COMBINAÇÃO DA IDENTIDADE
E DO FOCO DA ESTRATÉGIA
Na nossa estratégia
de marketing envolvemos os nossos próprios bailarinos e convidamos fotógrafos e
realizadores a criar conteúdos promocionais pessoais e únicos com material que
encontram nos bastidores – por um lado, é uma boa forma de envolver o nosso
público e trazê-lo mais próximo da vida diária da companhia Pál Frenák; por
outro lado, está ajustado à equipa: como no processo criativo, o coreógrafo
compõe os elementos de uma peça com base na personalidade dos bailarinos, e
eles ficam mais ligados emocionalmente, envolvendo-os na estratégia de
marketing cria a possibilidade de uma forma muito honesta e única de
comunicação do nosso produto artístico também, e é mais que inspirador
pensarmos em conjunto o até onde podemos chegar juntos.
O mesmo acontece com a nossa estratégia de fundraising e de assinaturas. A nossa companhia não tem o seu próprio espaço, por isso colaboramos com vários teatros. O que significa que podemos essencialmente oferecer aos nossos patrocinadores uma vista sobre a vida da companhia, em vez de, por exemplo, descontos no parque de estacionamento. Mas, para termos uma estrutura sustentável, quando optamos por uma forma ou evento para envolver os nossos futuros mecenas, precisamos de ver com atenção quem somos como companhia, mantendo-nos verdadeiros, honestos e livres. Se a companhia nunca quis organizar uma festa de ano novo, mas se existe, por outro lado, uma bonita tradição de nos juntarmos no 2 de Janeiro, é importante usarmos este evento para fundraising. Em alguns casos, vamos fazer picnics no parque com coreografias site-specific, em vez de organizarmos jantares formais, porque é isto o que somos; uma colecção de sacos criada por um designer de moda sobre uma peça, em vez de lápis ou ímans com logos como merchandising; porque é esta a nossa maneira.

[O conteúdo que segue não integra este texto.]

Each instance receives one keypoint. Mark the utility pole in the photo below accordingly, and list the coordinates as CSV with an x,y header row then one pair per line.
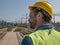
x,y
21,19
26,19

Estamos, claro, a meio do processo, mas explorarmos juntos
a identidade da companhia e encontrarmos ferramentas de gestão para estes
elementos é, de alguma forma, uma actividade a longo prazo de construção de
equipa, e também um desafio fantástico. Neste caso, a construção de uma
estratégia de gestão é, realmente, um processo criativo – paralelo ao
artístico. E quando tudo se compõe, quando a estratégia de gestão está
sincronizada com a área artística e as duas encontram mutuamente a inspiração,
quando está certo… não mais, nem menos do que precisamos… é a isso que
chamamos… sabem… “juste”.
Dóra Juhász é Gestora Artística da Compagnie Pál Frenák em
Budapeste, Hungria. Coordena o planeamento estratégico, as relações internacionais,
o branding, as digressões, o desenvolvimento de públicos, os patrocínios e o fundraising.
Entre 2006 e 2012, foi Responsável de Imprensa e Comunicação para a Casa Trafó
de Arte Contemporânea (Budapeste). É membro da Associação Húngara de Críticos de
Teatro e dá regularmente palestras e participa em conferências em todo o mundo.